Well, after weeks of hearing from President Obama that the economy is the worst since way before he was born, last week even the Chinese began expressing concern. And they were born before everybody.

So the president went out of his way to seek to reassure America’s largest creditor nation, a financial reality that doesn’t reassure many U.S. minds already pondering reliance on foreign energy. (But that’s another issue.)

Obama has given signs of tweaking his message in recent days. Yes, he inherited an awful mess from that profligate George W. Bush guy. Just awful.

But the plodding Lawrence Summers, director of the National Economic Council, began talking more positively/confidently (see video just below here) last week and over the weekend, denouncing fear of fear. The fallen markets had a couple of positive days.

And it was probably ineluctable that within -- what? -- less than eight weeks one of the president’s Harvard cronies would insert ‘ineluctable’ into the country’s public discourse.

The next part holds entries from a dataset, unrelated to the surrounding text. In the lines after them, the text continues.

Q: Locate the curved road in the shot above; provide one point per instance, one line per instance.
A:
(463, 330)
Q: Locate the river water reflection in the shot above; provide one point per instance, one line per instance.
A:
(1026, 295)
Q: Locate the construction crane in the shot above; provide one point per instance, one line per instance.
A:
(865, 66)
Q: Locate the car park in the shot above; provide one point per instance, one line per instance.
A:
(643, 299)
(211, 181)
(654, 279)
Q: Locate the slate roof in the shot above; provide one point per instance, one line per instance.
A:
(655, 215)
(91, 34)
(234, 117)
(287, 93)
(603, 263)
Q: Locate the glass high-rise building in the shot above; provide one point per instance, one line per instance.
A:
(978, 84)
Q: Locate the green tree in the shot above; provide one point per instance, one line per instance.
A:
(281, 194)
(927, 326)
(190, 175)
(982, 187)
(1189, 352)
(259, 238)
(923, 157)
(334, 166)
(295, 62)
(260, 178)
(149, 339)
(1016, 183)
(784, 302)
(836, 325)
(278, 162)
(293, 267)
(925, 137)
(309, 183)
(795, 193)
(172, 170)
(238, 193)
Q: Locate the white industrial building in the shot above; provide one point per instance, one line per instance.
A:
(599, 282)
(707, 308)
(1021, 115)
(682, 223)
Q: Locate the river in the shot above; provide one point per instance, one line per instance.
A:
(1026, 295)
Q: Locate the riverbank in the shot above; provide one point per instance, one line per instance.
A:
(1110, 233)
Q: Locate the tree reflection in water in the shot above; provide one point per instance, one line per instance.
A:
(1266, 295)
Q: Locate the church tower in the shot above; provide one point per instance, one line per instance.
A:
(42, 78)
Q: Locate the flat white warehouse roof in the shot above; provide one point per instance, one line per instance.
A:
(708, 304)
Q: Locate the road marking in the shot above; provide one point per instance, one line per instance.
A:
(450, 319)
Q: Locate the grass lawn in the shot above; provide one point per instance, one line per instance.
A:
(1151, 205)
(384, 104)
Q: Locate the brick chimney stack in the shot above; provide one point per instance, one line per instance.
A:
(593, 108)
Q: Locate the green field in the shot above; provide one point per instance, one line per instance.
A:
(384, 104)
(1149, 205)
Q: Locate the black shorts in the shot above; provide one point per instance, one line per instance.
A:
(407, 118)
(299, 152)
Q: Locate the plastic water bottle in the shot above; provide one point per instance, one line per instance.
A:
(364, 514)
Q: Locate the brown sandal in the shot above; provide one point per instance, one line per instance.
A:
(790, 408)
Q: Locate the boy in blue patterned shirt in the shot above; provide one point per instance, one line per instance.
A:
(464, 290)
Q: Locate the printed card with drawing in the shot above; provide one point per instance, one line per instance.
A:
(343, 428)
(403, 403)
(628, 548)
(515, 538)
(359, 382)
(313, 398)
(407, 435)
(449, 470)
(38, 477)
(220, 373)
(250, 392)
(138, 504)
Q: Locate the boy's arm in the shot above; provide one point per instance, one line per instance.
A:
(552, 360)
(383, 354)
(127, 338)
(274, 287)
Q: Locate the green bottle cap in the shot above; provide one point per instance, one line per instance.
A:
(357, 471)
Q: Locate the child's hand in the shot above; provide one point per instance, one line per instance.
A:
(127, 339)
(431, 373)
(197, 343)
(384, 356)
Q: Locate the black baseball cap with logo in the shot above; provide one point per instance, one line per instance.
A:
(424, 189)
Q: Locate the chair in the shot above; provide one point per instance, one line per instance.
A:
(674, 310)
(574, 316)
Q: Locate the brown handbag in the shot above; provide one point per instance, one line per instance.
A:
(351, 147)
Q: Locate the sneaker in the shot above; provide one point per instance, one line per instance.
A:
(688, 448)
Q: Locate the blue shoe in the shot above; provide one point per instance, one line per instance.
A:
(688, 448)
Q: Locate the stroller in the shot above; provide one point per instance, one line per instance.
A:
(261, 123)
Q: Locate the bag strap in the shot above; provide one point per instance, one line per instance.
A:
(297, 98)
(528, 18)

The president sounds downright hopeful in the news video on the jump below. We’re likely to hear more of the same this morning when he addresses small-business owners and community lenders in a White House conference. He’ll still try to tie his historically ambitious legislative agenda to the contemporary economic troubles.

Listen for more such positive tweaks in coming days. It’s bad. But we’re strong. If we can go to the moon, we can automate all medical records and cover everyone with health insurance and reform the country’s education system and stop foreclosures and expand the war in Afghanistan and create a federal deficit with more zeroes than most civilian calculators contain and then cut the deficit in half by giving 95% of Americans tax cuts and sticking it to a few rich people. And the only thing we have to fear is fear itself.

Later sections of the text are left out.